Five additional tags are available for identifying data in the log specifically for sub-rules. These tags do not parse text into metadata fields, so they do not appear in Investigations, Reports, and so on. These tags are intended only to identify portions of the log message that should be used in the development of sub-rules.

Tag	Field Type	Default Regex
<tag1>	Text	.*
<tag2>	Text	.*
<tag3>	Text	.*
<tag4>	Text	.*
<tag5>	Text	.*

Override the Default Regex

The default regex is applied by using only the named group tag. For example, <account> will apply the regex pattern \w+ in the rule, as shown in the table above.

If the default regex for a parsing tag will not properly parse the correct data out of the log message or is not the optimal regex from a performance perspective, the default should be overridden.
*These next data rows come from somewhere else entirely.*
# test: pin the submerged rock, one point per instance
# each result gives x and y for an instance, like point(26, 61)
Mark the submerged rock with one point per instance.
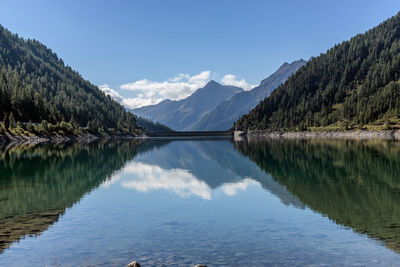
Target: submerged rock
point(133, 264)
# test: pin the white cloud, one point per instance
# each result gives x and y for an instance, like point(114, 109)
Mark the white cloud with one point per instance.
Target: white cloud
point(231, 189)
point(230, 79)
point(128, 102)
point(147, 92)
point(176, 88)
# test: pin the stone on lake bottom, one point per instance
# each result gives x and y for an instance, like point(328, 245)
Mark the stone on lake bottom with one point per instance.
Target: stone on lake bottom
point(133, 264)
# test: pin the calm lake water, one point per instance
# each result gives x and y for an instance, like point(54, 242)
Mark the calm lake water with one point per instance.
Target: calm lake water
point(218, 202)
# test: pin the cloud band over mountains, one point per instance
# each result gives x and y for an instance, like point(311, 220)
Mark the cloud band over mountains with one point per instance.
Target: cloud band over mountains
point(146, 92)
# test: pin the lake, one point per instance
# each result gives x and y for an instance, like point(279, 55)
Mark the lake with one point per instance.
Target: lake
point(256, 202)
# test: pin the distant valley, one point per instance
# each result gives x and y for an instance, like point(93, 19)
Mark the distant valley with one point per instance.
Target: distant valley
point(215, 107)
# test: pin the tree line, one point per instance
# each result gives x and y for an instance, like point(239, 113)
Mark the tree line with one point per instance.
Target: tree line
point(353, 84)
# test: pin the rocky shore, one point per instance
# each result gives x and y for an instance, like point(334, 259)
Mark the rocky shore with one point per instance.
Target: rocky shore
point(357, 134)
point(7, 139)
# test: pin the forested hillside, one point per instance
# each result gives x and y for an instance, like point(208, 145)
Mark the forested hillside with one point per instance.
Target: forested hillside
point(353, 84)
point(36, 85)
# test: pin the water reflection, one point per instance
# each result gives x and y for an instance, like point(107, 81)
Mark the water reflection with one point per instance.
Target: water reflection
point(354, 183)
point(189, 168)
point(39, 182)
point(203, 201)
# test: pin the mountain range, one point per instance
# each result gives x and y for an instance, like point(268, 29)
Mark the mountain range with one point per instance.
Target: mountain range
point(227, 112)
point(183, 114)
point(215, 107)
point(354, 84)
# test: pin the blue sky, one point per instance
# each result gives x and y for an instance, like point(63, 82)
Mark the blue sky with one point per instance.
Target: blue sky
point(141, 49)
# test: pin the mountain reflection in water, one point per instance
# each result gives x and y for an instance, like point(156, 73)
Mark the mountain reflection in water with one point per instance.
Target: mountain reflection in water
point(353, 183)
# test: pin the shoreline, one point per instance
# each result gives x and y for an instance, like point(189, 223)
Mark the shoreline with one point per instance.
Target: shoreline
point(356, 134)
point(7, 139)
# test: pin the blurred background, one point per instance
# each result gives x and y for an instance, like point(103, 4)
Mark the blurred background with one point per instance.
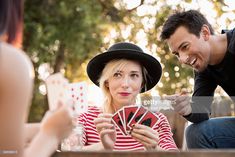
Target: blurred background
point(62, 35)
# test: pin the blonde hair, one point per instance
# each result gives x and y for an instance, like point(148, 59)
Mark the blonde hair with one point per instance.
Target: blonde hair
point(108, 71)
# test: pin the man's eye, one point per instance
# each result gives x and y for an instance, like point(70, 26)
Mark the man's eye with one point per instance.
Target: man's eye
point(117, 75)
point(134, 75)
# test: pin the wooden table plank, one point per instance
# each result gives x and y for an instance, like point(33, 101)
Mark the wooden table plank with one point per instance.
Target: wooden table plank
point(194, 153)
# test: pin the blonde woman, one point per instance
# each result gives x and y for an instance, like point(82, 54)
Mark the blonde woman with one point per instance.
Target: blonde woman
point(122, 73)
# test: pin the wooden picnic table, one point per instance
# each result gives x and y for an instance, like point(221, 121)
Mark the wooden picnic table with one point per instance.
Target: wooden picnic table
point(191, 153)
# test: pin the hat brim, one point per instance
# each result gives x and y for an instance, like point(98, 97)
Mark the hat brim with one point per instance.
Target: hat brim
point(153, 67)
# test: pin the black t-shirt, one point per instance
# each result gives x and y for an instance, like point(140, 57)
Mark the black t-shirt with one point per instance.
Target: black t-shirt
point(222, 74)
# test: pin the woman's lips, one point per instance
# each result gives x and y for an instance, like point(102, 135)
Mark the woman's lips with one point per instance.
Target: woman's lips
point(124, 94)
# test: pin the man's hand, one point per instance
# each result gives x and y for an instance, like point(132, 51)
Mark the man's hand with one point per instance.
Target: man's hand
point(180, 103)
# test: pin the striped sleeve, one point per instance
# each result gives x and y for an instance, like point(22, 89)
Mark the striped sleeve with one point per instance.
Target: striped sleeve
point(90, 135)
point(166, 140)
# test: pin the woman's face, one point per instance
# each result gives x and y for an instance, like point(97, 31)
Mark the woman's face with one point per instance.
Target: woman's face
point(125, 84)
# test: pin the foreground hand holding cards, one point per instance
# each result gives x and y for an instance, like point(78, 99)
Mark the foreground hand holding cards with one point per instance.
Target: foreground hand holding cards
point(72, 94)
point(128, 116)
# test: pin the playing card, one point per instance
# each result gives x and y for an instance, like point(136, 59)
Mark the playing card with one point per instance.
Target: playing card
point(56, 86)
point(149, 119)
point(77, 95)
point(117, 121)
point(137, 116)
point(120, 114)
point(128, 112)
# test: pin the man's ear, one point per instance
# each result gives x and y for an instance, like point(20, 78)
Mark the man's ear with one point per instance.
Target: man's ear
point(205, 32)
point(106, 84)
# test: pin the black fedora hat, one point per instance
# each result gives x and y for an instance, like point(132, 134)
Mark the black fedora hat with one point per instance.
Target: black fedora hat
point(125, 50)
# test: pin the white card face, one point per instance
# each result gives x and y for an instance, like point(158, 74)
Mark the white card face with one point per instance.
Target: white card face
point(56, 90)
point(77, 93)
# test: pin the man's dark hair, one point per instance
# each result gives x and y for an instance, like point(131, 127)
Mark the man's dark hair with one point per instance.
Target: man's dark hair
point(193, 20)
point(11, 18)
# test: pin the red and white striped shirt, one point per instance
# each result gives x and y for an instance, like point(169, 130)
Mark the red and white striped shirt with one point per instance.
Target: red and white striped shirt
point(127, 143)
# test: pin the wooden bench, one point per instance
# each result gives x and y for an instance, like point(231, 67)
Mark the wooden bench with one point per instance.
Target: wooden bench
point(194, 153)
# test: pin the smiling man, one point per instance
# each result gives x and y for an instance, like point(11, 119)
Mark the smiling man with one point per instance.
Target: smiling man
point(191, 38)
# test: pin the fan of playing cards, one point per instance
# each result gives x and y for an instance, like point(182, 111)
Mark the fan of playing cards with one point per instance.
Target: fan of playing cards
point(72, 94)
point(127, 116)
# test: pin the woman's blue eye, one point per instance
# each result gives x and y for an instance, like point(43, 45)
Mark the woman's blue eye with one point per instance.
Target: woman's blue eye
point(134, 75)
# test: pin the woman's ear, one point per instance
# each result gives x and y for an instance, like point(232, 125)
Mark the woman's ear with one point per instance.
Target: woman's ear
point(106, 84)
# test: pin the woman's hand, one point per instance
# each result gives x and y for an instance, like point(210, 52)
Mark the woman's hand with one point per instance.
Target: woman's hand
point(146, 136)
point(58, 123)
point(106, 130)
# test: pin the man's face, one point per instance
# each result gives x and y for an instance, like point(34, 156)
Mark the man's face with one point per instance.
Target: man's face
point(190, 49)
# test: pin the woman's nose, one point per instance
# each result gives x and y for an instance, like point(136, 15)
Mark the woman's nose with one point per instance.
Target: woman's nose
point(125, 82)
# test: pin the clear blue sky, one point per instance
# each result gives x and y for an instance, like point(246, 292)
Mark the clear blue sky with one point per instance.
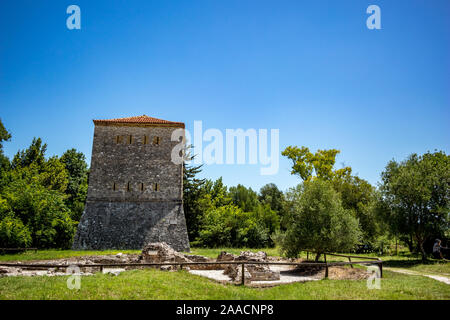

To override the default regex, the following syntax should be used:

(?<[tagname]>[regex])

For example, suppose your regex needs to match file names with a specific extension such as the sample log message below:

User john.doe opened AnnualReport.pdf

If the base rule was written as:

User <login> opened <object>

The value parsed for login would be john and the value for object would be AnnualReport. This is due to the fact that a period is not a word character and the default regex of “\w+” would only match up to the period. Instead, the default regular expressions should be overridden, and the base rule should be:

User (?<login>\w+\.?\w*) opened (?<object>\w+\.pdf)

Now, the base rule will parse anything for login starting with a word character that optionally contains a period followed by additional word characters.

Do not override the default regex for fields which parse an IP address, such as <sip>, <dip>, <sipv6>, and so on.